AI時代になってAdobeがCanvaなどと競っている理由も、ここにつながります。
プロ用ソフトだけで市場を守るのではなく、「ちょっと画像を作りたい人」まで先にAdobeへ入れておく必要があるからです。
好決算なのに株価は下落
数字だけを見ると強い決算ですが、市場の反応は単純ではありませんでした。
Reutersによると、AdobeのQ3売上高67.6億ドルは市場予想の約67.0億ドルを上回りました。一方でQ4売上高見通しは68.0億〜68.5億ドル。市場予想が約68.5億ドルだったため、見通しの中央値が期待を下回り、時間外取引で株価は約1.9%下落しました。
Adobe自身は通期の売上高見通しを265.76億〜266.26億ドルへ設定しています
つまり市場が見ているのは、「Adobeは成長しているか」だけではありません。
「AI市場がこれだけ拡大している中で、もっと速く成長できるのではないか」という水準で評価されています。
Adobeにとって少し厄介なのはここです
業績が落ちたからAI競争に負けているのではなく、業績が伸びていても、それ以上の成長を要求される市場に入っています。
CanvaやFigmaとの競争も続く

Reutersは今回の決算を報じる中で、AdobeがCanvaやFigmaなどAI機能を強化するデザインプラットフォームとの競争にさらされていることにも触れています。
クリエイターから見ると、この競争は「Photoshop対Canva」のような単純な製品比較ではありません。
制作ソフトの境界そのものが崩れています。
画像生成、写真編集、動画制作、レイアウト、SNS用素材、プレゼン資料まで、以前なら別々のアプリで行っていた作業が、一つのAIインターフェイスから実行できる方向へ進んでいます。
AdobeがPhotoshopやIllustratorの単機能を磨くだけでなく、Fireflyを中心にアプリをまたぐAIエージェントを作っているのも、この変化への対応と考えるとわかりやすくなります。
12月には約19年ぶりにCEO交代
さらにAdobeは9月3日、アニール・チャクラヴァーシー氏が2026年12月1日付で社長兼CEOへ就任すると発表しています。
2007年からCEOを務めてきたシャンタヌ・ナラヤン氏はエグゼクティブチェアへ移ります。
ナラヤン氏の時代、Adobeはパッケージソフト販売からCreative Cloudのサブスクリプションへ大きく転換しました。
そして次のCEOが引き継ぐのは、制作ソフトそのものがAIによって再定義されているタイミングです。
Adobeにとって次の転換は、「ソフトを操作して作る会社」から「AIに指示し、Adobeの技術群を動かして作る会社」になれるかなのかもしれません。
「AIでAdobeが終わる」という段階ではない。ただし安心もできない
現在の決算だけを見るなら、「生成AIによってAdobeの事業が崩れている」という説明は成立しません。
売上高は過去最高。サブスクリプションも二桁成長し、AI-first ARRは前年から150%超増えています。
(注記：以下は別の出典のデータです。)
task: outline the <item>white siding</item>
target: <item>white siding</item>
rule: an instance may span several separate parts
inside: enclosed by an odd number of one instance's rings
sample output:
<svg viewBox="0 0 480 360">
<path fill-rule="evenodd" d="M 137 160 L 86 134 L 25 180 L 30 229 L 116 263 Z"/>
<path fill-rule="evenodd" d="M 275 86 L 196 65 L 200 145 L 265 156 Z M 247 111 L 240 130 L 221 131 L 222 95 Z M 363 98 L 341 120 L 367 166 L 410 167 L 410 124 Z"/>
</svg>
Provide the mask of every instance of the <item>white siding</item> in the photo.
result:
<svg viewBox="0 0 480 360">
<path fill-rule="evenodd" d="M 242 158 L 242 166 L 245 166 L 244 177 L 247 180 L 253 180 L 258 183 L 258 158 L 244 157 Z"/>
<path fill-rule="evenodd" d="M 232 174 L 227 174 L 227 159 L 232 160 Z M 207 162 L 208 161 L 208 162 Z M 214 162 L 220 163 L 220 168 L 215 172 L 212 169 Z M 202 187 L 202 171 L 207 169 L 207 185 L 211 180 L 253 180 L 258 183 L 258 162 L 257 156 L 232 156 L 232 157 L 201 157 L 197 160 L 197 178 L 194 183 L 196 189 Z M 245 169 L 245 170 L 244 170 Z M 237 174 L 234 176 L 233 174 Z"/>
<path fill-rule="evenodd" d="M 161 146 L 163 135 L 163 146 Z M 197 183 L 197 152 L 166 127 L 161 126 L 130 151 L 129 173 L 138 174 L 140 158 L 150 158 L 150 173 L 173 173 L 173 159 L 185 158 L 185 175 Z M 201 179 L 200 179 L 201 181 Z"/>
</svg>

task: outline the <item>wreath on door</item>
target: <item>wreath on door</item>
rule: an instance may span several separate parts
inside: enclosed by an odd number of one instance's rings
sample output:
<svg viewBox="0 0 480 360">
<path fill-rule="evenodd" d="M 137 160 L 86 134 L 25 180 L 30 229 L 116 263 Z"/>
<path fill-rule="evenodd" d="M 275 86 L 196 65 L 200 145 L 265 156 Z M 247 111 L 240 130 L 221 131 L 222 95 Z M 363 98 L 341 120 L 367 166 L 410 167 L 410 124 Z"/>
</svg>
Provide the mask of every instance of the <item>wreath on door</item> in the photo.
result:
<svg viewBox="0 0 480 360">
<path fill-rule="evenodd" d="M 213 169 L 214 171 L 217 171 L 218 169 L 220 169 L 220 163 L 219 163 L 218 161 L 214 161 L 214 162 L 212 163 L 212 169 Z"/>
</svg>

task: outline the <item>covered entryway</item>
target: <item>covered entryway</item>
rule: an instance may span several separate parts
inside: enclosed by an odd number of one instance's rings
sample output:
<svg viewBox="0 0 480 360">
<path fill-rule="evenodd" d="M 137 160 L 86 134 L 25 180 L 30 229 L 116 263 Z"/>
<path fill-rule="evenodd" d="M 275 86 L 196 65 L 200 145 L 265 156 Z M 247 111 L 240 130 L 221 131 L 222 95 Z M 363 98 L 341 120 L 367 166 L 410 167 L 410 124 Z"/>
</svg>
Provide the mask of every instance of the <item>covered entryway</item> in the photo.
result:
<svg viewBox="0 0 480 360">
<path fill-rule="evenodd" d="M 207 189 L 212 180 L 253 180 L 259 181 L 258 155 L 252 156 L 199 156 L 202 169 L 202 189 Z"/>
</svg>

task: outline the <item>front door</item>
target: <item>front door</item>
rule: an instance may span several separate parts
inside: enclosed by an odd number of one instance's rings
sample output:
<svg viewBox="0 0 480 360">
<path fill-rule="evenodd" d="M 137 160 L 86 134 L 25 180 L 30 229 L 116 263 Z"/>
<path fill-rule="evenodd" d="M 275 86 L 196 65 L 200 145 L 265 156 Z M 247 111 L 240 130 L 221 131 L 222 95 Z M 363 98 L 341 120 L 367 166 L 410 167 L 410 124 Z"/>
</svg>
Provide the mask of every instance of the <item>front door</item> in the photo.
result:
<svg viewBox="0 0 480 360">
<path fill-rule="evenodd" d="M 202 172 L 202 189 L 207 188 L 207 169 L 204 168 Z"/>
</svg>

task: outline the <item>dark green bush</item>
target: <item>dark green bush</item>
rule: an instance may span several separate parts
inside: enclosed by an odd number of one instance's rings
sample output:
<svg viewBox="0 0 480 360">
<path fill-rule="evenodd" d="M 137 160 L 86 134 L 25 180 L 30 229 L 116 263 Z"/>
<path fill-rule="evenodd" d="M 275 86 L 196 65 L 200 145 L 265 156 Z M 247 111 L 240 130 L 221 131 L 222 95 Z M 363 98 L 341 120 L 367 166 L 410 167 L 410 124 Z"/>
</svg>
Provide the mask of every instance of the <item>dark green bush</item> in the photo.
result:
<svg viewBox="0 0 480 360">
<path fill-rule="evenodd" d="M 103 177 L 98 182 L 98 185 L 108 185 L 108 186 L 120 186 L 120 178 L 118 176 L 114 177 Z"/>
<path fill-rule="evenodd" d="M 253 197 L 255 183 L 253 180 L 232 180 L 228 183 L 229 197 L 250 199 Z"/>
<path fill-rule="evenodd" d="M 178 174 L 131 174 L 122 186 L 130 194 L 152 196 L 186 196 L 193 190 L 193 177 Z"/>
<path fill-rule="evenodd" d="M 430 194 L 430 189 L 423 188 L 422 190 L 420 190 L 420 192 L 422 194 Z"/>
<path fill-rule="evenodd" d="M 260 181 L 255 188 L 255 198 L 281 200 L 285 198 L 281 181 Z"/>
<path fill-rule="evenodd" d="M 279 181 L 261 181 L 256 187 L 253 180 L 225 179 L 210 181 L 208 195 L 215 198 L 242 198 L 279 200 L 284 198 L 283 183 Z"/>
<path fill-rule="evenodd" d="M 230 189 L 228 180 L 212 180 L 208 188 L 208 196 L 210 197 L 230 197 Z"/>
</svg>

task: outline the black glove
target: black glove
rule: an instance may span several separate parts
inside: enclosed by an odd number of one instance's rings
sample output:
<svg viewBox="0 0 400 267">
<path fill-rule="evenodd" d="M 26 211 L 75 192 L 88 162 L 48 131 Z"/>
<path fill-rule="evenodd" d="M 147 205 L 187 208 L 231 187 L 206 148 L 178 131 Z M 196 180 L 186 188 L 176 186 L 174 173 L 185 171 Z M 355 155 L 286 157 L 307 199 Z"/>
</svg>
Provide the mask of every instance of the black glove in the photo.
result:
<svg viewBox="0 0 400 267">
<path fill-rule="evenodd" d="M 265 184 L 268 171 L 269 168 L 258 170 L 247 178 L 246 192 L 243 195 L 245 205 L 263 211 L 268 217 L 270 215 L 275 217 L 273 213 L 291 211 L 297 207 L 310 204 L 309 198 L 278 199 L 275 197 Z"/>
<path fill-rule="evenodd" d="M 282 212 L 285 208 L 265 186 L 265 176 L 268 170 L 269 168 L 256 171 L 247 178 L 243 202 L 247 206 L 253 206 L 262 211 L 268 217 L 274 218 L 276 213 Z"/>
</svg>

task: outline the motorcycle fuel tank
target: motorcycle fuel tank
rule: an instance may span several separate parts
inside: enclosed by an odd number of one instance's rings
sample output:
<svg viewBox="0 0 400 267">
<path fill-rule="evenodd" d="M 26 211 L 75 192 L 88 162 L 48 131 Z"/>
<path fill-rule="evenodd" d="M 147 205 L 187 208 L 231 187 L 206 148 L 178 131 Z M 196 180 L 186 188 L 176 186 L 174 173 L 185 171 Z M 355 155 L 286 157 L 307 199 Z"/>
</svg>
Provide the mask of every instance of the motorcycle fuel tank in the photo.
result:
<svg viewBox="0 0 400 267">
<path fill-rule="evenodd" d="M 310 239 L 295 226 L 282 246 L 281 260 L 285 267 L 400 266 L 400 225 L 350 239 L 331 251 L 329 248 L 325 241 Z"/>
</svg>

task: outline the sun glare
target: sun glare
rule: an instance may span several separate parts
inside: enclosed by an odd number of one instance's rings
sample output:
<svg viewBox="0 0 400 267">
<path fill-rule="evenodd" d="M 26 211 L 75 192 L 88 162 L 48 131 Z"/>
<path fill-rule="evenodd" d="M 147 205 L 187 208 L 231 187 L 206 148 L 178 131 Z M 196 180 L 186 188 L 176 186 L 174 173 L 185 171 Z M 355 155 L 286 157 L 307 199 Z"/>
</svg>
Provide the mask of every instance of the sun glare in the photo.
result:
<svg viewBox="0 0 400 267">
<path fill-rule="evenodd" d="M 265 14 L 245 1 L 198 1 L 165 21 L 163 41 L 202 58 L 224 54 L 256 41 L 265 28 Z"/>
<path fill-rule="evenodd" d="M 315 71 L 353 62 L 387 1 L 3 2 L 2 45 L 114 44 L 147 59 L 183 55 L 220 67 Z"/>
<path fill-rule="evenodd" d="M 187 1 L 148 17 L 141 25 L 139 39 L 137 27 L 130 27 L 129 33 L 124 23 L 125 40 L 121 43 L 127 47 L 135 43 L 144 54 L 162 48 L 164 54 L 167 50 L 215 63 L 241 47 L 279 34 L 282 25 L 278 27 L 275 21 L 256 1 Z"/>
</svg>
むしろAdobe自身もAI需要を取り込みながら成長しています。
一方で安心できる状況でもありません。生成AIによって「Photoshopを覚えなければ作れない」という壁そのものが低くなれば、Adobeが40年以上かけて築いたプロ向け制作ソフトの優位性も以前と同じ形では維持できません。
だからこそAdobeは、Fireflyだけで生成AI企業と戦うのではなく、Photoshop、Illustrator、Premiere、Acrobat、Express、そして外部AIまで一つの制作フローへ取り込もうとしています。
今回の決算から見えてくるのは、AdobeがAIに追われているだけではなく、AIを使って自分自身をもう一度作り替えようとしている途中にあるという現在地です。
その変化がクリエイターにとって便利な進化になるのか、制作工程そのものをさらにAdobeへ依存する方向へ進むのか。新CEO体制に切り替わる2027年度は、かなり重要な一年になりそうです。